Search code examples
algorithmlinear-regressiongreatest-common-divisorreal-number

Algorithm to Find Approximate Greatest Common Denominator for Noisy Data?


I have a set of values that are multiples of some greatest common denominator, and I need to find it. If they were exact values I could simply use e.g. Euclid's algorithm to find the GCD. The problem is that they're measurements with non-negligible sampling error, not the exact values, and Euclid's algorithm doesn't work very well (it approximately computes a VERY small GCD that isn't really useful to me). While they can be thought of as points in 2D, the X values are unknown so I can't use linear regression algorithms (though by definition the X values would be integers, so I dunno if that fact might be useful in solving it in some way). Additionally, the true GCD is not necessarily an integer.

How might I be able to compute an approximate GCD?


Solution

  • The problem as posed is somewhat poorly defined. Because, obviously, when you allow approximate real numbers, then there are an infinite number of possible GCDs.

    Let's think of a measurement as a range (start, stop). That's equivalent to saying we measured (start + stop) / 2) with error (stop - start)/2, but turns out to be easy to work with. Here is an example in Python.

    def divisor_ranges (measurement):
        start, stop = measurement
        i = 1
        while stop / (i+1) < start / i:
            yield (start / i, stop / i)
            i += 1
        yield (0, stop / i)
    

    Given a single measurement, we get a series of ranges. where we might find a divisor. We're trying to intersect all of the series, for all of our measurements. So let's try to get just the part of this that intersects wth a given range.

    def divisor_ranges_in_range (measurement, range_measurement):
        start, stop = measurement
        range_start, range_stop = range_measurement
        i = math.ceil(start / range_stop)
        while True:
            if stop / i <= range_start:
                break # Too small
            elif stop / (i+1) < start / i:
                yield (max(range_start, start/i), min(range_stop, stop/i))
                i += 1
            else:
                yield (range_start, min(range_stop, stop/i))
                break # Just issued our final range.
    

    And now we can combine these recursively to find where common divisors are.

    def common_divisor_ranges (measurements):
        if len(measurements) == 1:
            yield from divisor_ranges(measurements[0])
        elif 1 < len(measurements):
            measurement = measurements[0]
            for range_measurement in common_divisor_ranges(measurements[1:]):
                yield from divisor_ranges_in_range(measurement, range_measurement)
    

    And now we can find a plausible answer quite easily.

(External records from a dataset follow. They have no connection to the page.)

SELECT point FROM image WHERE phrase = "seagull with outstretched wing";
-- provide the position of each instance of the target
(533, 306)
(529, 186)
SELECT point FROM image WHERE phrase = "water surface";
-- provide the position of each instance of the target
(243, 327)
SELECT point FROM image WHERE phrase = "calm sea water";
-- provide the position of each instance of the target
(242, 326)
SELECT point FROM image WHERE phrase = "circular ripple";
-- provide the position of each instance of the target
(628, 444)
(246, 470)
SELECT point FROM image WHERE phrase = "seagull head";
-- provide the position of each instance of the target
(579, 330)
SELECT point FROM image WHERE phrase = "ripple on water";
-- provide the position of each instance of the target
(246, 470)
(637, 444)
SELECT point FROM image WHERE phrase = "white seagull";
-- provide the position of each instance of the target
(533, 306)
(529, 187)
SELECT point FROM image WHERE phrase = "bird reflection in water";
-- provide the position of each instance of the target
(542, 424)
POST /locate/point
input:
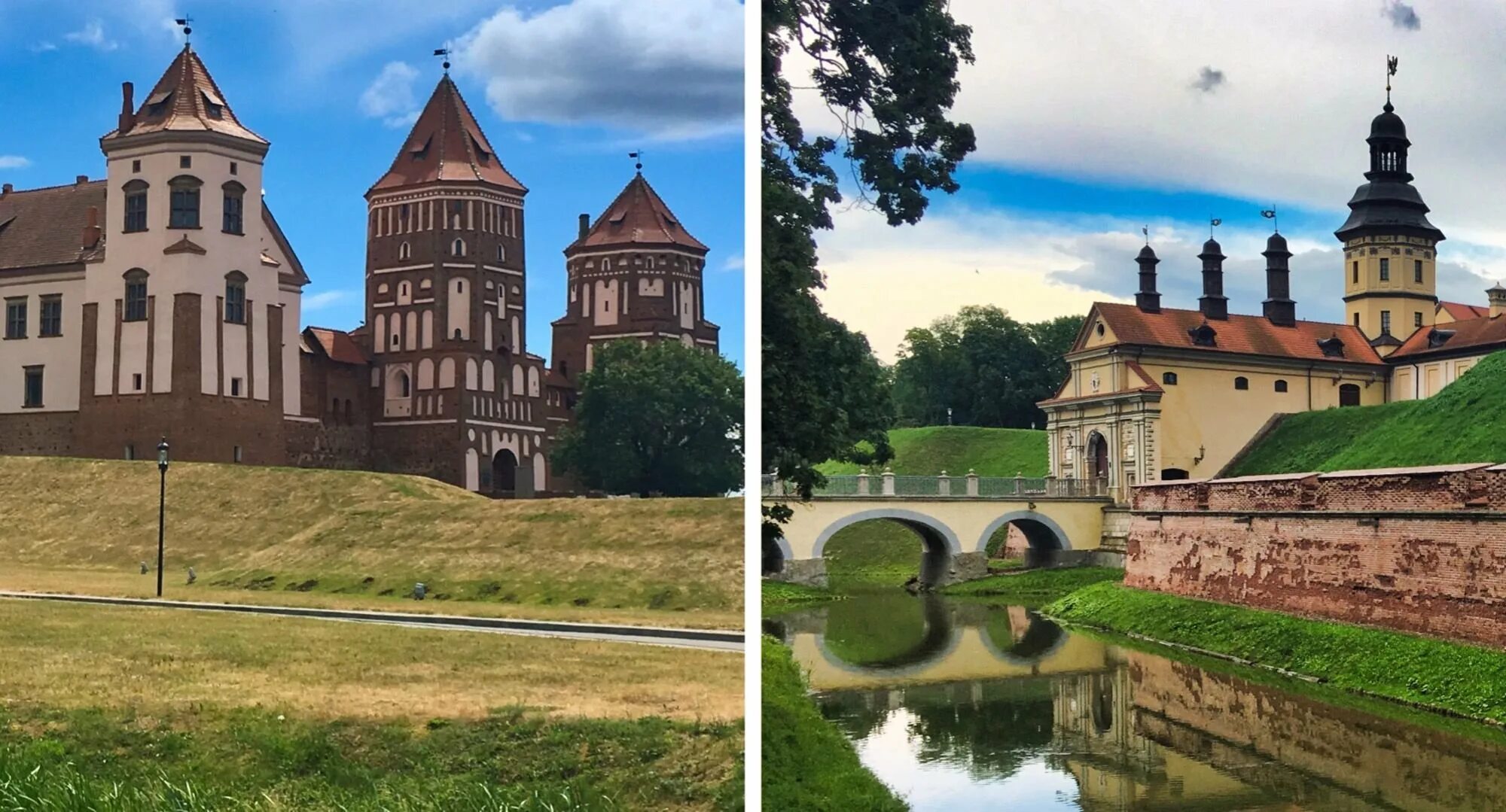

    def gcd (measurements):
        for answer in common_divisor_ranges(measurements):
            return (answer[0] + answer[1])/2
    

    And as a demonstration:

    print(gcd([(98, 102), (50, 52), (129, 133)]))
    

    Which will quickly find 10.1 as our GCD. Corresponding to the actual values 10*10.1 = 101, 5*10.1 = 50.5, 13*10.1 = 131.3.

    I suspect that there are hidden requirements. For example the fact that your measurements are integers, suggests that you might want the underlying values to be integers. That would require additional logic to come up with candidate GCDs out of a range where common divisors can be found.